Archive for 3月, 2009

人間の業

3月 7th, 2009

 源氏物語ゆかりの宇治市でオペラ「月の影」-源氏物語ーが上演された。この作曲を担当された奈良の尾上和彦さんのサポーター役「劇場空間in奈良」の代表をつとめているのでご招待を受けてみせていただいた。千人以上入る宇治市文化センターが超満員の大盛況、お客さんはほとんど女性ばかりであったが町上げてこれを盛り上げようとの熱気が伝わってきた。主催者や関係者が相当熱く取り組んでいただけに見ごたえがあった。しかし、源氏物語がどうしてこれほど文学的価値を認められ長い間愛されているのか、光源氏は単なるプレーボーイに過ぎない、こんなに非倫理的な行状がなぜもてはやされるのか、男として羨ましく思いながらも許せない気持ちもあって不思議に感じるのである。男と女の世界とはこんなものよ、人間の業が持つ哀れこそ月の影のようなものと解釈したらいいのかな?と思いながらみていた。

 政治の世界では、民主党小沢代表の秘書が逮捕された事件が自民党にも波及しそうな気配だし、小沢氏の強気な態度も少しトーンダウンしてきている。起訴は間違いなかろうという報道が多いし、衆議院の解散・総選挙への影響がどうなるのかいろんな意見が飛び交っている。政治とかねの問題は永遠の課題といわれるようにこれも何時の世も金欲から逃れることの出来ない人間の業かもしれない。

 民主党代表小沢一郎氏の第一秘書が逮捕されまさに永田町は大地震、たまたま東京往復したが、都内でタクシーに乗ったら運転手さんが話しかけてきた。「お客さん、オレたち庶民は定額給付金1万2千円もらえるなあと思ってささやかな喜びとこんな税金の使い方したら後でまた増税されるのかなあと心配したりしているというのに、政治家はなんですか、10年間に3億円も貰って『適法に処理している、一切悪いことはしていない』と居直れる結構なことですね。ばかばかしくて真面目に働く気になれませんよ。一企業がなんの見返りもなく何千万、何億というカネをだすわけがないでしょうが。」今日の小沢氏の記者会見の感想をおっしゃっているようだった。

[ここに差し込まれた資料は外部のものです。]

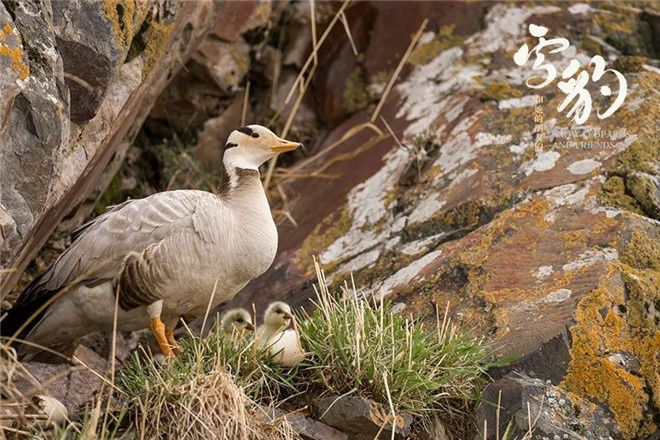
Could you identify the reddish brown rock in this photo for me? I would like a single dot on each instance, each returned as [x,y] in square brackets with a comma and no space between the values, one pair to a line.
[71,158]
[522,240]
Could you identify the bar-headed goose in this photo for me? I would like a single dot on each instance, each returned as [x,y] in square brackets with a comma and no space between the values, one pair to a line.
[282,344]
[164,256]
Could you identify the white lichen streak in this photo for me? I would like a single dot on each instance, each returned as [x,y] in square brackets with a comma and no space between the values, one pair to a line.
[522,102]
[543,162]
[560,295]
[543,272]
[425,210]
[417,246]
[583,166]
[590,257]
[566,194]
[506,28]
[426,92]
[580,8]
[459,149]
[366,205]
[403,277]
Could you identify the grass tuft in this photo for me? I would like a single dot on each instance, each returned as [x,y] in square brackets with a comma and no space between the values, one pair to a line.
[206,392]
[354,347]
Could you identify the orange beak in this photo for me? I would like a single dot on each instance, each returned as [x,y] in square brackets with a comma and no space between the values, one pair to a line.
[283,146]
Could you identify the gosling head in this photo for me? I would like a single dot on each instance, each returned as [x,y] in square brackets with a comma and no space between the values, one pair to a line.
[278,315]
[237,320]
[252,145]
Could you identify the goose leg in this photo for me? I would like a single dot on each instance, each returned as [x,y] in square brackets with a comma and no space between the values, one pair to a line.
[176,348]
[158,328]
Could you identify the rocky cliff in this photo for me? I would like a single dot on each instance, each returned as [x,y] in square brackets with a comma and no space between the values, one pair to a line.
[469,188]
[549,249]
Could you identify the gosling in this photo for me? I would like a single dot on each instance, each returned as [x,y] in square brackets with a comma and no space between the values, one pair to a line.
[236,320]
[282,344]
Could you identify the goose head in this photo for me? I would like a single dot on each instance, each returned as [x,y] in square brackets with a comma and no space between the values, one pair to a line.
[238,320]
[252,145]
[278,315]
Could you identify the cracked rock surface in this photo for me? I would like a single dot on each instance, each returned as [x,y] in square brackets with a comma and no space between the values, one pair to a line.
[551,252]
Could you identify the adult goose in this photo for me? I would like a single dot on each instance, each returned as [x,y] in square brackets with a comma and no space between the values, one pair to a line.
[160,258]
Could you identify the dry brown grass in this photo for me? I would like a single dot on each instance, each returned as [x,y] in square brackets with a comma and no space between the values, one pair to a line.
[204,407]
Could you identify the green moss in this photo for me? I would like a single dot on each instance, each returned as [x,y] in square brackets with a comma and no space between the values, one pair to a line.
[499,91]
[467,215]
[614,194]
[644,189]
[642,156]
[625,31]
[445,39]
[355,96]
[324,234]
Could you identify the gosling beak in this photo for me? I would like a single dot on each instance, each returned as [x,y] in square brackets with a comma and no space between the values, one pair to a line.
[283,146]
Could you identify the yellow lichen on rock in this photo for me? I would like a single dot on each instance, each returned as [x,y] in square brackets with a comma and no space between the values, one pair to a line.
[613,356]
[641,252]
[120,13]
[324,234]
[425,53]
[15,53]
[156,37]
[16,57]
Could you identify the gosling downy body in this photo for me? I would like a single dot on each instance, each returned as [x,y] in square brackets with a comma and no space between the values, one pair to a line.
[164,256]
[236,321]
[282,343]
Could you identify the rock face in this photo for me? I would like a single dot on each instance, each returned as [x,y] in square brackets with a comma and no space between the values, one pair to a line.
[543,237]
[77,80]
[541,233]
[362,419]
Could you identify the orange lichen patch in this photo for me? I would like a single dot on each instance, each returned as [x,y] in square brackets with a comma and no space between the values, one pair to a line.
[573,239]
[537,207]
[605,333]
[16,56]
[156,38]
[606,225]
[641,252]
[121,14]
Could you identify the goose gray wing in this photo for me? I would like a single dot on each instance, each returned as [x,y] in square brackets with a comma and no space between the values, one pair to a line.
[134,231]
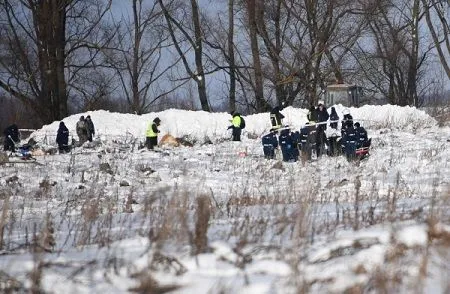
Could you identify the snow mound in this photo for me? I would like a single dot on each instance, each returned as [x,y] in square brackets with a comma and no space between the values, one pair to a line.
[200,126]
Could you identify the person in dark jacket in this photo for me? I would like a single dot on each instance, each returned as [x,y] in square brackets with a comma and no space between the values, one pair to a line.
[82,130]
[270,143]
[151,135]
[287,146]
[361,135]
[276,117]
[347,120]
[322,116]
[349,140]
[236,126]
[12,137]
[312,115]
[334,117]
[62,138]
[308,137]
[90,127]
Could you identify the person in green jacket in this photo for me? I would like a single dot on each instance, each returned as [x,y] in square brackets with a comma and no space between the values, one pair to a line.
[151,134]
[236,126]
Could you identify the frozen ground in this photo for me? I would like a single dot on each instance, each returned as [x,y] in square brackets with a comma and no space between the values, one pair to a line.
[218,218]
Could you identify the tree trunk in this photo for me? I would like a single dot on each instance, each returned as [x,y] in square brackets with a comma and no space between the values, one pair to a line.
[261,104]
[49,17]
[198,51]
[231,58]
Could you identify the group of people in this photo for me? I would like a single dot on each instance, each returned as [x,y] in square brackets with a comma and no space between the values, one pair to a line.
[11,138]
[311,141]
[85,131]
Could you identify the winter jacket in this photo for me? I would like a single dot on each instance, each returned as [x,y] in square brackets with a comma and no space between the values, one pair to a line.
[322,115]
[152,130]
[13,132]
[334,117]
[90,126]
[270,140]
[276,117]
[82,128]
[312,114]
[62,137]
[236,121]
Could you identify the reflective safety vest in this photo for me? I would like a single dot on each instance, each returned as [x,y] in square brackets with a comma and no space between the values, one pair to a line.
[236,122]
[150,133]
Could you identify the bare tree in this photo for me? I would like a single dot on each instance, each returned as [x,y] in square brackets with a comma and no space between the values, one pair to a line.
[436,10]
[138,55]
[254,9]
[395,30]
[195,41]
[41,43]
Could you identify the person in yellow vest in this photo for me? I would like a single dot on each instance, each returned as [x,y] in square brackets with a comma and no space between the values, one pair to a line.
[236,126]
[151,134]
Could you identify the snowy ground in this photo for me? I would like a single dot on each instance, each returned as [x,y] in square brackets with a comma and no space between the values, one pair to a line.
[218,218]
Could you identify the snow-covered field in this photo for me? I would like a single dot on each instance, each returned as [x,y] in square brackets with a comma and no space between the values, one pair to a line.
[219,218]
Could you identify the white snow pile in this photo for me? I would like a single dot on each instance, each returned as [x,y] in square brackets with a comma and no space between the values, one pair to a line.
[108,218]
[200,126]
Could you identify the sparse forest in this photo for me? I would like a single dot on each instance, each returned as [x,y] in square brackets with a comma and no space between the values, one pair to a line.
[63,57]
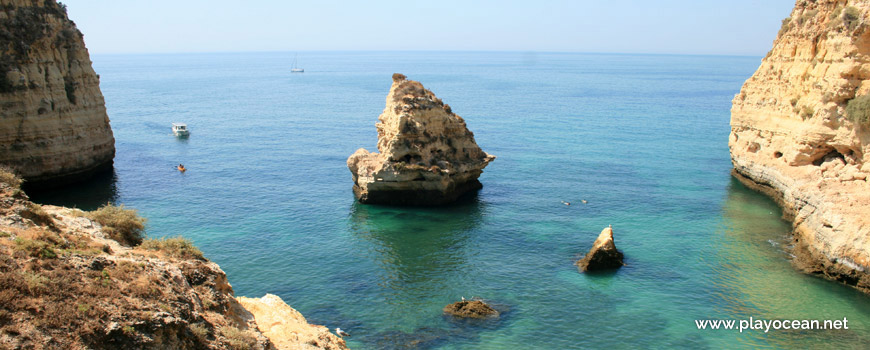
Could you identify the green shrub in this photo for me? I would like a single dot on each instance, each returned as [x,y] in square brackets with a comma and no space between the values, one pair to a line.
[122,225]
[176,247]
[35,248]
[850,17]
[858,110]
[34,212]
[807,16]
[786,25]
[239,339]
[8,177]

 僕も、何党がどうだという問題を超えて、もう政治そのものに国民があきれかえっている状態だと思う。それにしても民主党という政党は不思議なことに小沢氏の弁明に対して批判の声が出てこない、それほど小沢氏が恐いのかそれとも党内民主主義が機能しないほど情けない政党なのか?

 「政治とカネ」は永遠の課題といわれるが、「カネを欲しがるなら政治家になってはいけない」という言葉をもう一度かみしめて活動したい。

 

  最近の民主党小沢代表の発言に危なっかしさを感じているひとは多いだろう。「米海軍第7艦隊で米国の極東の存在は十分だ。」といい日本自身の防衛力増強を志向するような発言をしたかと思えば「拉致問題は北朝鮮にカネをいっぱい持っていき、『何人かください』って言うしかないだろう。」と日本人の人権と日本の主権を蹂躙した北朝鮮の犯罪をカネで決着させようと言う。わたしもつねに感じていることだが、小沢民主党は、外交・安全保障で必ずつまずく。党内には、護憲・非武装中立と叫ぶ人と改憲・日米条約堅持と言う人達が同居しており、小沢さんのようにアメリカに対しては傲慢、中国には微笑という姿勢をとっていることもまことに危なっかしい。

 もしも、次の総選挙で民主党が勝ち民主党中心の政権が誕生するようなことになったら、(アメリカが尖閣諸島の領有権に関与しない立場を表明したことから)中国は軍隊を出動させて尖閣諸島を奪い取り武装占拠してしまうのではないかと心配している。いまの日本国にそれをはねかえす力があるだろうか?ましてや民主党中心の政権ができたら大変な事態を迎える。そのことを政治家やマスコミも何も言わないのはおかしいではないか。国家国民よりも自分の選挙が大事だという人があまりにも多すぎる。